The celebrations begin in the early afternoon when a large fete takes place on the Land of Caanan park. At 6pm the celebrations focus on Ottery's town square. Hundreds of 'pixies' (made up of local Cubs and Brownies dressed in pixie attire) capture the St. Mary's church bell ringers and drag them from the church to the square, where a re-enactment of the pixies' banishment takes place. The evening climaxes back in the Land of Caanan where a huge fireworks display takes place.
Many hundreds of years ago in the early days of Christianity, the people of East Devon used to believe in pixies and spirits. A local bishop, Bishop Grandisson, decided to build a church in Otteri (later Ottery St. Mary), and commissioned a set of bells for the church to be cast in iron in the bells of Wales. The bishop was so concerned about the bells getting destroyed that he organised an escort of monks to bring the bells to Otteri.

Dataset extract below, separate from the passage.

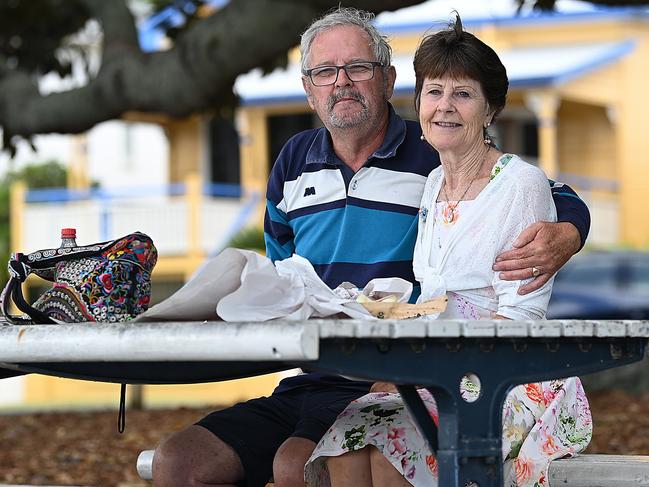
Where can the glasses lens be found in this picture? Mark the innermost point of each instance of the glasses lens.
(359, 71)
(325, 75)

On hearing of this the pixies were worried, as they knew that once the bells were installed in the church, it would be the death knell of their rule over the land. So they cast a spell over the monks and redirected them from the Otteri road, towardsthe road leading them to the cliffs overlooking the sea at Sidmouth. Just as the monks were about to fall over the cliff, one of them stubbed his toe on a rock and said "God bless my soul", and immediately the spell was broken.The bells were then brought to Otteri and were installed in the church. However the pixie spell was not completely broken; each year on a day in June the 'pixie' come out and capture the town's bell ringers (and in some years parish the council) and imprison them in Pixies' Parlour to be rescued by the Vicar of Ottery St. Mary. This legend is re-enacted each year by the Cub and Brownie groups of Ottery St. Mary, with a specially constructed Pixie's Parlour in the Town Square.
The original Pixie's Parlour (a cave in sandstone) can be found along the banks of the River Otter, about a mile south of the Otter Road bridge in Ottery St. Mary.